Cheers for all the comments and advice chaps. Im hopefully going to get out on a abandoned Airport near me on sunday and get practice in before the practice day. Lol. The OriginLab wheels on it at the moment have 245/40/18 on the front and 265/35 on the back with spacers. What size tyre should i put on the Rota 18x10j that im going to use? I dont want or need a stretch so should i stick with 265/35 for my rear spare wheels? Im going to stick with the car for sure.
265s is going to be an expensive way of going drifting, youll also find it easier to learn with a bit less grip.

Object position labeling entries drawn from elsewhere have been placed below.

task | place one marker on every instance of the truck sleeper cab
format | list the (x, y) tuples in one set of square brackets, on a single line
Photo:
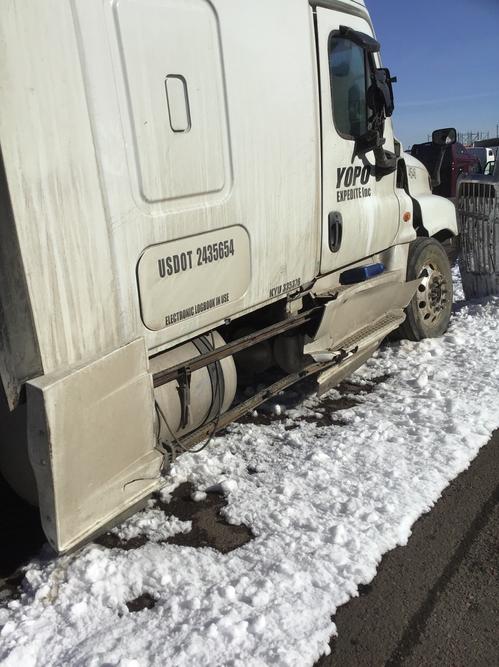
[(191, 193)]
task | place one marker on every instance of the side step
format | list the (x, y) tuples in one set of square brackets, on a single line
[(358, 349)]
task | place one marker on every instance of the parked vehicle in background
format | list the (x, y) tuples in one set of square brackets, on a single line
[(484, 154), (490, 168), (457, 160)]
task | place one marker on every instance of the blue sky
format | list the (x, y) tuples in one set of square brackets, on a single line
[(445, 54)]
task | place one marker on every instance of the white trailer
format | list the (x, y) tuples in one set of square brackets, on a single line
[(186, 183)]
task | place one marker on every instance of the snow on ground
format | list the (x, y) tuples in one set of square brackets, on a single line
[(325, 504)]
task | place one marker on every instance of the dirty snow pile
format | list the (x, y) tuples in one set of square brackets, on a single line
[(325, 503)]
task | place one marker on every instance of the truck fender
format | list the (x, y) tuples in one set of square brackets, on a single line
[(437, 216)]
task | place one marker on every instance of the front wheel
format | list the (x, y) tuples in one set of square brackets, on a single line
[(428, 313)]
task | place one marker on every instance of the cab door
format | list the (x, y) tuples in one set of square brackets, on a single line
[(360, 215)]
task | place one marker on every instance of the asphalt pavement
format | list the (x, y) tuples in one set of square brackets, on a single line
[(435, 601)]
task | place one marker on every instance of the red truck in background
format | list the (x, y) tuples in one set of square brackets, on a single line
[(457, 160)]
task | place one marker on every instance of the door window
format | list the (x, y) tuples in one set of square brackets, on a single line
[(347, 72)]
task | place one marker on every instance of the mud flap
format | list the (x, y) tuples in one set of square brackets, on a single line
[(92, 443)]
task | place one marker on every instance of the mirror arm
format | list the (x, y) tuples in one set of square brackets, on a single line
[(386, 162), (436, 176)]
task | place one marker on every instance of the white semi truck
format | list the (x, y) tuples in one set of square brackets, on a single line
[(192, 192)]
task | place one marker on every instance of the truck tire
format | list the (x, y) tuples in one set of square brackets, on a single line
[(428, 313)]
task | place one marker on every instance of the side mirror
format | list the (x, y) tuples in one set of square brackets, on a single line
[(384, 83), (444, 137), (385, 162)]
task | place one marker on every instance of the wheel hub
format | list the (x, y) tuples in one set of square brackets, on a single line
[(433, 293)]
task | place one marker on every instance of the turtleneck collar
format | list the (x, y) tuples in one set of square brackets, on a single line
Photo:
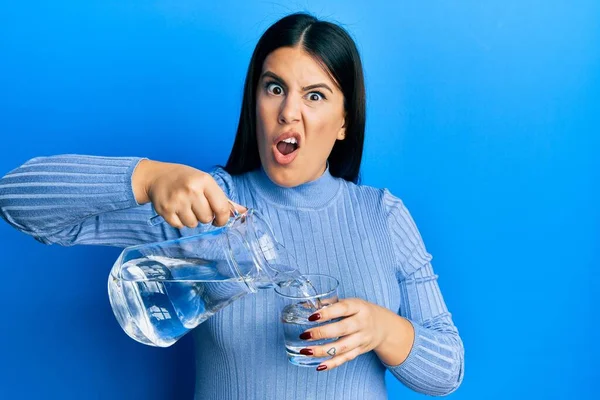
[(310, 195)]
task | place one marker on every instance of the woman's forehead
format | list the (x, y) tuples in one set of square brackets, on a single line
[(295, 65)]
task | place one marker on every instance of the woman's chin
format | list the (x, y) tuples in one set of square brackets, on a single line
[(283, 177)]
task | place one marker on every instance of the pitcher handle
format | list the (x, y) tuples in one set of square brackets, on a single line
[(157, 219)]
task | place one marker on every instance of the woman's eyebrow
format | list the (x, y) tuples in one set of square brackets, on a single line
[(280, 80)]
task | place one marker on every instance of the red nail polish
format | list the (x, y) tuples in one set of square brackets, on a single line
[(315, 317)]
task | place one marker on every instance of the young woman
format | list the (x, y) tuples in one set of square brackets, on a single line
[(296, 158)]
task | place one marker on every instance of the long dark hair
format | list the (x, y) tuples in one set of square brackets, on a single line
[(331, 46)]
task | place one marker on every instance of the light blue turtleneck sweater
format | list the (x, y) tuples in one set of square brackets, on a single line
[(363, 236)]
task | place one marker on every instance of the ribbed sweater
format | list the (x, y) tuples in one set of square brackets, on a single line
[(363, 236)]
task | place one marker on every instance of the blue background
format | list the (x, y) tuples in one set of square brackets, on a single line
[(482, 116)]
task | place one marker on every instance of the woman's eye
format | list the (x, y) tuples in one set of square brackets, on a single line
[(274, 89), (315, 96)]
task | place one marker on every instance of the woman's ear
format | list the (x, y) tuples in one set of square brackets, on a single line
[(342, 132)]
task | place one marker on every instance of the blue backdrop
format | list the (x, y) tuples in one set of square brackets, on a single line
[(482, 116)]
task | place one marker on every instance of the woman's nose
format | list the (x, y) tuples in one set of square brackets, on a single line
[(290, 110)]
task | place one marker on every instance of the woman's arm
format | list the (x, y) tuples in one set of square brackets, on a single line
[(435, 363), (77, 199)]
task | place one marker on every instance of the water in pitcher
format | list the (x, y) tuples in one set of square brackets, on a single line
[(161, 298)]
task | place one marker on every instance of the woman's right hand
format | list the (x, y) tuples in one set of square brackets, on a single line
[(182, 195)]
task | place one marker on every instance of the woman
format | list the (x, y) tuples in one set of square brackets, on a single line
[(296, 158)]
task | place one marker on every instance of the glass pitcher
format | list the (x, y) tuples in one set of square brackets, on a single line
[(160, 291)]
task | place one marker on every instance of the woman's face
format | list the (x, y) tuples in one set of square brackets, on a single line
[(299, 114)]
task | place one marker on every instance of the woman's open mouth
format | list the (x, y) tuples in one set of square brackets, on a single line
[(286, 148)]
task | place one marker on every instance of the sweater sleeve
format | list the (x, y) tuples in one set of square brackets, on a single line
[(435, 364), (77, 199)]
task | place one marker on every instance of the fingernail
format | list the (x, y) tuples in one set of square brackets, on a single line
[(315, 317)]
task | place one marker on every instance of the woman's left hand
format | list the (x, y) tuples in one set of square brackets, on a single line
[(362, 329)]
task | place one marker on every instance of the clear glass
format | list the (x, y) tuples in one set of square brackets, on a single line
[(160, 291), (296, 305)]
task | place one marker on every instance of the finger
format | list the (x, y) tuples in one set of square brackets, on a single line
[(343, 308), (188, 218), (336, 361), (219, 203), (343, 327), (239, 208), (335, 348), (202, 210), (173, 220)]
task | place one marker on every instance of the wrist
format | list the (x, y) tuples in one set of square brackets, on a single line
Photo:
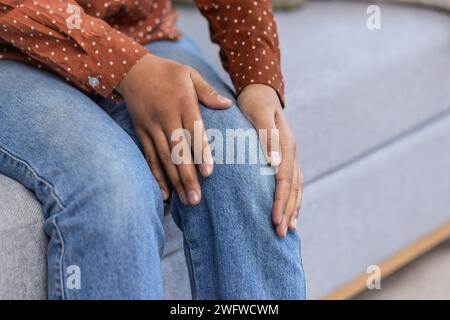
[(127, 83), (259, 96)]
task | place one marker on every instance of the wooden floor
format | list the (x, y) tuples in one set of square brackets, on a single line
[(395, 262)]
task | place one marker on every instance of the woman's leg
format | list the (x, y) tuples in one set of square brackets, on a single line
[(102, 206), (231, 247)]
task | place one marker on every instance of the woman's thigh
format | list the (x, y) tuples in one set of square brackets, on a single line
[(58, 142)]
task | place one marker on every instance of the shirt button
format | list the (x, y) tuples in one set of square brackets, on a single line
[(93, 82)]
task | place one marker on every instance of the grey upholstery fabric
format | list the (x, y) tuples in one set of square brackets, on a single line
[(375, 207), (349, 89), (360, 103)]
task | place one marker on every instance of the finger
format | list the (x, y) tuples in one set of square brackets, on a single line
[(269, 138), (153, 163), (290, 208), (163, 150), (298, 202), (207, 94), (283, 179), (192, 121), (180, 146)]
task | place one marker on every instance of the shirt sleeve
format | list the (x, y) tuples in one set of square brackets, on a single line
[(59, 35), (246, 32)]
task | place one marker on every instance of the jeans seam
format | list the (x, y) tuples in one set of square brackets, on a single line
[(59, 262), (55, 225), (35, 175)]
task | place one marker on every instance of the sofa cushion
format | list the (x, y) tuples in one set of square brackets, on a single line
[(350, 89)]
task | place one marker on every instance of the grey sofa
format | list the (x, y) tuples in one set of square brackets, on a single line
[(371, 111)]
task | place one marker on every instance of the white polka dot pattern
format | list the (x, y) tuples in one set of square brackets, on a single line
[(96, 55)]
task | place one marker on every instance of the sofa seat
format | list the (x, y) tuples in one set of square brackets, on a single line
[(370, 110)]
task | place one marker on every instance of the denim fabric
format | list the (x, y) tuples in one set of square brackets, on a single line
[(103, 207)]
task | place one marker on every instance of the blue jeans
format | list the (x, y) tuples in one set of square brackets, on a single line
[(104, 210)]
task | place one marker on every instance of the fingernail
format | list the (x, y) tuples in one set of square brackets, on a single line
[(207, 168), (223, 99), (275, 158), (193, 197), (182, 198), (278, 222)]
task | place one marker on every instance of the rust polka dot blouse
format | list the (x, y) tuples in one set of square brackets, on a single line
[(93, 44)]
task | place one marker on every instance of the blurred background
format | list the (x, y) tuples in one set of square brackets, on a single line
[(368, 96)]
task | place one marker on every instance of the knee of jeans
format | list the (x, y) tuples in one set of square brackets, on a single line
[(240, 165), (112, 189)]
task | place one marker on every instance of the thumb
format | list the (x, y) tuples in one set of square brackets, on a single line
[(207, 95)]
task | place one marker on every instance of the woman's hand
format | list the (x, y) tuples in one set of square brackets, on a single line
[(261, 105), (162, 96)]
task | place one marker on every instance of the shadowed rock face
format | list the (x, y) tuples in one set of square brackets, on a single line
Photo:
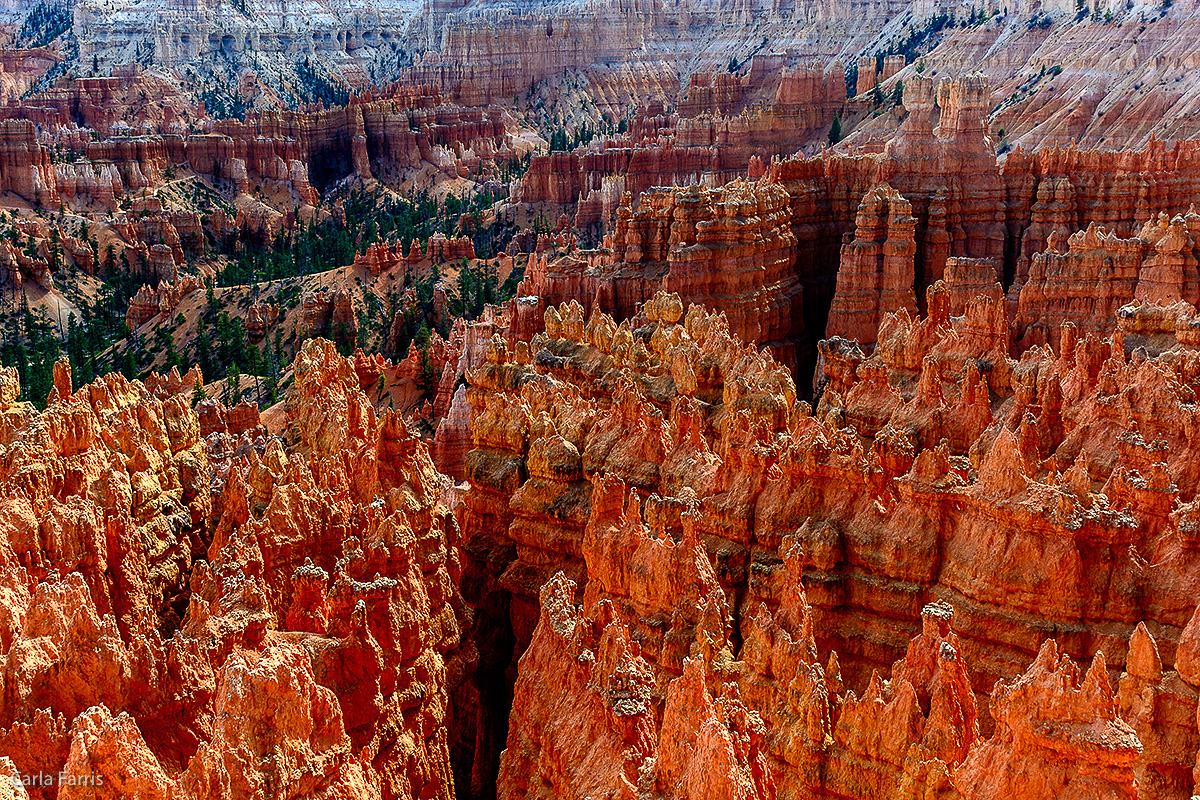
[(238, 617)]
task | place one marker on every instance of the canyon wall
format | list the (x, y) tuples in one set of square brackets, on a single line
[(161, 637), (719, 579)]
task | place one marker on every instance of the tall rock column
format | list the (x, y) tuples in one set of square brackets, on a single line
[(876, 272)]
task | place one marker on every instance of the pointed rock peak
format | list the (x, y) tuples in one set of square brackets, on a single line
[(1143, 660)]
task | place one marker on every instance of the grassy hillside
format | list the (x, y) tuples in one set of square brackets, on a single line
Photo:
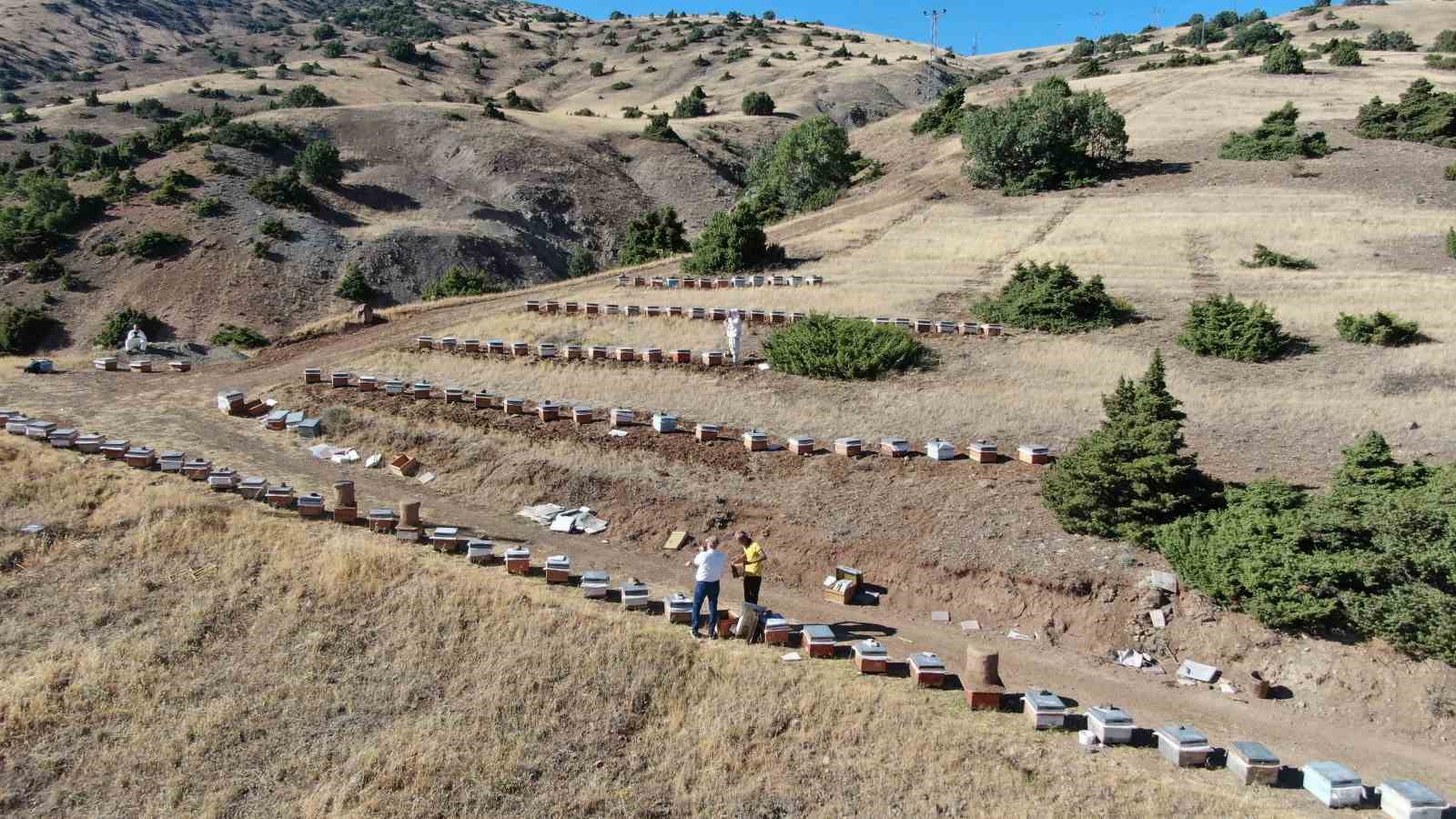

Keep the 265's on the Origin wheels for street duties. Use normal street-spec 235's on the spares. 265's will put a lot of load on your driveline, and with the power you have you want to avoid having to change axles regularly, especially while learning (you're learning to drift, not learning to repair it!). Keeping around the 235 width means you shouldn't run that risk, and as you progress you can drop tyre pressures to get more grip - start at 40-45psi to start, dropping in 3-4psi increments if you find you don't get a lot of feedback. The first time out is a shakedown as much as for the car as it is yourself, be prepared to go out for a minute or two, then come in and change something like frotn and rear damper settings and tyre pressures. Brands to consider: Hifly, Evergreen, Tri-ace, Kapsen, Horace, Durun, Goldway Brands to avoid: Austyre, Nankang (NS20) - both tend to not handle heat too well and increase in pressure fast, get very slippery then fall to pieces With the alignment, don't get talked into going grippy - most alignment places will see the car and want to set them up to get the maximum out of it which is a big trap. Make it clear what settings you want. If they keep saying you're wrong take it somewhere else.